A woman born in Summerhill went on to play a major role in the education field in southern Africa. Born Mary Ann Cosgrave she took the name Mary Patrick when she joined the Dominican nuns.

Mary Ann Cosgrove was born in Summerhill in 1863, the daughter of a policeman. Her mother died when she was ten years old of tuberculosis and her father died shortly  afterwards. Mary Anne and her sisters were despatched to her father’s cousin in Wexford  and Mary Anne was educated at the Loreto convent in Enniscorthy.

At the age 15 she began working in a drapery shop in Wexford. In 1880 when the Bishop of Grahamstown, South Africa, Very Rev. Dr. Richards, arrived in Wexford and made a call for priests and postulants.  At the age of sixteen Mary Anne took the opportunity to join the Dominicans and soon afterwards sailed for Cape Town.

In 1881 she entered the Dominican Order, the Sisters’ mother house in King William’s Town; she had made her religious profession there in 1882. She taught at the convent school there and in East London and Potchefstroom.

Pope Leo XIII was anxious to start a mission in the African interior. In 1889 while at Potchefstroom Sister Patrick heard of the appeal for volunteer nurses to go north with the pioneers on their march. The Pioneer column was a force raised by Cecil Rhodes and his British South Africa company in an effort to annex the territory of Mashonland, before the Germans or Portuguese.  Mashonland later became part of Southern Rhodesia and is now Zimbabwe.

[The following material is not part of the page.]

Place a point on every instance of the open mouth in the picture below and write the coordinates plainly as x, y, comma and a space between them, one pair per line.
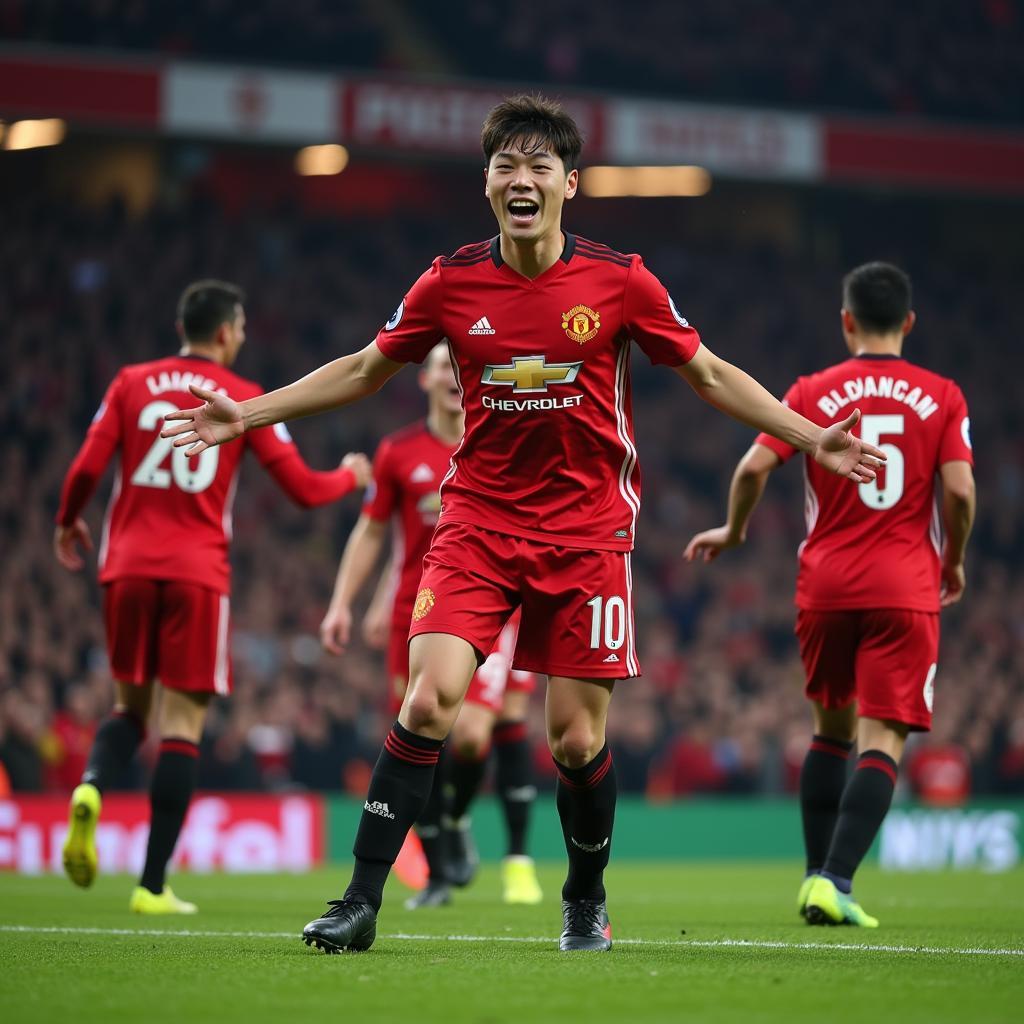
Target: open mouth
522, 211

At the age of twenty six Sister Patrick was selected as mother superior of a group of five nuns chosen to accompany the march. The commander of the column was Colonel Edward Pennefather, a native of Wexford. On their way north to Mashonaland they received in-service training from the doctors in charge of the particular camps.

After stopping at Macloutsie and Fort Tuli where they nursed the men stricken by dysentery and malaria the Sisters reached Fort Salisbury (Harare) on 27 July 1891, ten months after the arrival of the pioneer column which had gone ahead, having covered more than 1200 km since their departure from South Africa.

In Salisbury Sister Patrick set up the first hospital, located in a collection of grass huts and tents, until these were replaced by a permanent purpose-built building in 1895. In October 1892 she opened the Salisbury convent, the first school for Europeans. Mother Patrick founded the Dominican Convent High School in Harare in 1892. Doris Lessing, Nobel Prize winner in Literature in 2007 is a former pupil of the Dominican Convent school.

In 1894 she founded a hospital and convent school, St George’s College for Boys, in Bulawayo. By the end of 1897 the total number of nuns had risen to about thirty. Mother Patrick was elected prioress of the independent community in Rhodesia, despite initially opposing the creation of the new community. In 1898 Mother Patrick and another nun travelled to Dublin to complete a nursing qualification. Six new postulants accompanied Mother Patrick to Salisbury in November 1998.

Mother Patrick died of tuberculosis in July 1900 aged thirty seven. A seven foot high Celtic cross was erected over her grave and an annual pilgrimage took place to her grave on St. Patrick’s Day for many years.  Mother Patrick is sometimes referred to as the “Mother of White Rhodesians.”

In 1970 the Rhodesian government issued a stamp to commemorate the Irish Dominican nursing sister Mother Mary Patrick Cosgrave.